Confederation members are confident that they will win support for their entire increase from the Democratic Legislature, which has followed the confederation’s recommendations for the last several years. On Tuesday, Sen. Alan Robbins (D-Van Nuys), chairman of the budget conference subcommittee, said the confederation’s $3.9-million request will “absolutely be in the Senate version of the budget.” Robbins’ committee meets today. The arts budget then moves on to a joint Senate and Assembly Conference Committee in mid-May and finally goes to the governor, usually in June.

Arts Council Director Robert Reid, who was appointed by Deukmejian, said he will “advocate with the governor for whatever you people get” from the Legislature.
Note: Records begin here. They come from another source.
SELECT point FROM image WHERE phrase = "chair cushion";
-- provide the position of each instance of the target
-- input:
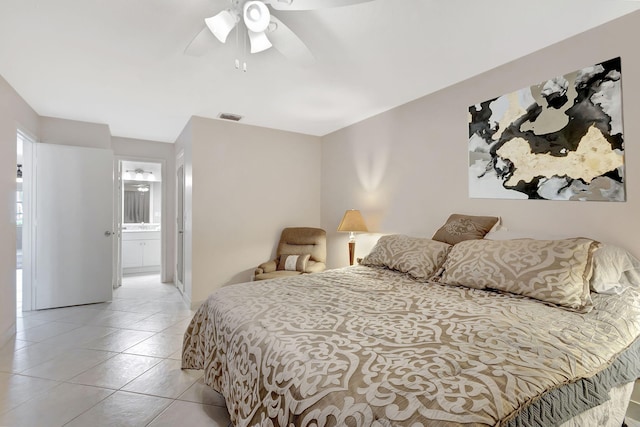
(291, 262)
(304, 240)
(276, 274)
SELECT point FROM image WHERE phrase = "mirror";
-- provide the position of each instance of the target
(141, 202)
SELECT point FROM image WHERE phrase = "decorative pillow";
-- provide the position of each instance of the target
(464, 227)
(614, 270)
(419, 257)
(553, 271)
(294, 262)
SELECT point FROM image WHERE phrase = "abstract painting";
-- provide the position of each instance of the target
(559, 140)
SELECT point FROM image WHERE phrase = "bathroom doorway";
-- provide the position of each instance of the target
(139, 218)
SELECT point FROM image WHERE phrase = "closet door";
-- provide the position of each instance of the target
(73, 195)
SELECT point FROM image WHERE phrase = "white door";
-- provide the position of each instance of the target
(180, 230)
(117, 238)
(73, 225)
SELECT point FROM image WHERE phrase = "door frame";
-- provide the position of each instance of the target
(179, 164)
(165, 273)
(28, 217)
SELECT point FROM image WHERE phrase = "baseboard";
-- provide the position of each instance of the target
(7, 335)
(633, 411)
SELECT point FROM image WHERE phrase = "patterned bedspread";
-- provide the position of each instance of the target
(366, 346)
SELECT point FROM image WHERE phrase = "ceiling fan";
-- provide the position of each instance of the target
(264, 30)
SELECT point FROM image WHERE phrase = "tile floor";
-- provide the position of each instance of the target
(111, 364)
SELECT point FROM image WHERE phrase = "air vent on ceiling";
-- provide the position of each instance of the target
(229, 116)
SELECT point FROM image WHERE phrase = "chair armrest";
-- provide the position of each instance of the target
(315, 267)
(267, 267)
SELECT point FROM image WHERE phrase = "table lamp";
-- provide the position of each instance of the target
(352, 222)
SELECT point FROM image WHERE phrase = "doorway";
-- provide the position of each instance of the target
(19, 220)
(139, 215)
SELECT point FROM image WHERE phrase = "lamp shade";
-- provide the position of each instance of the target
(353, 222)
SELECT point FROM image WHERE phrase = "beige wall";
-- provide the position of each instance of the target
(248, 184)
(73, 132)
(406, 169)
(14, 114)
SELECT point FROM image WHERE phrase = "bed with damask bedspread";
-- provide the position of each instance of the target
(427, 334)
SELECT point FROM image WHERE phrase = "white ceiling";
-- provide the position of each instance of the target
(121, 62)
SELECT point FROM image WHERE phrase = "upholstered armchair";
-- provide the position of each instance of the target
(300, 250)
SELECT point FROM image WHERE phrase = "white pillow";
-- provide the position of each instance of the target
(614, 270)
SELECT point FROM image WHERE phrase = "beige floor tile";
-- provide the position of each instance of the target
(77, 337)
(28, 357)
(16, 389)
(119, 340)
(23, 323)
(153, 325)
(45, 331)
(81, 314)
(199, 392)
(191, 414)
(159, 345)
(165, 379)
(117, 319)
(179, 328)
(123, 409)
(176, 355)
(114, 373)
(69, 364)
(57, 406)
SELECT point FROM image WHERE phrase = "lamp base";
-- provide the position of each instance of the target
(352, 252)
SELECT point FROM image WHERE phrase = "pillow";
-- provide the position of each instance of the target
(464, 227)
(419, 257)
(294, 262)
(553, 271)
(614, 270)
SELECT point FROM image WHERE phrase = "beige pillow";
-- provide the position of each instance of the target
(614, 270)
(294, 262)
(419, 257)
(553, 271)
(459, 228)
However, confederation director Hoffman expressed little optimism that the full increase will survive a blue-penciling by the governor, who, much to her dismay, did not attend Arts Day for the second year in a row. A spokeswoman for the governor said Deukmejian was too busy to meet with arts representatives. He was “in his office attending to state business.”

“It’s a year where the political terrain is a lot different,” Hoffman said in an interview. “The Assembly Democrats’ new strategy of returning the budget back to the governor without adding anything to it means that the budget will be decided in conference committee; that puts a strain on those committee members who will have to make some hard choices.

“Also, there is a whole caldron of tough issues facing the governor and the Legislature. . . . I expect we’ll get something from the governor.”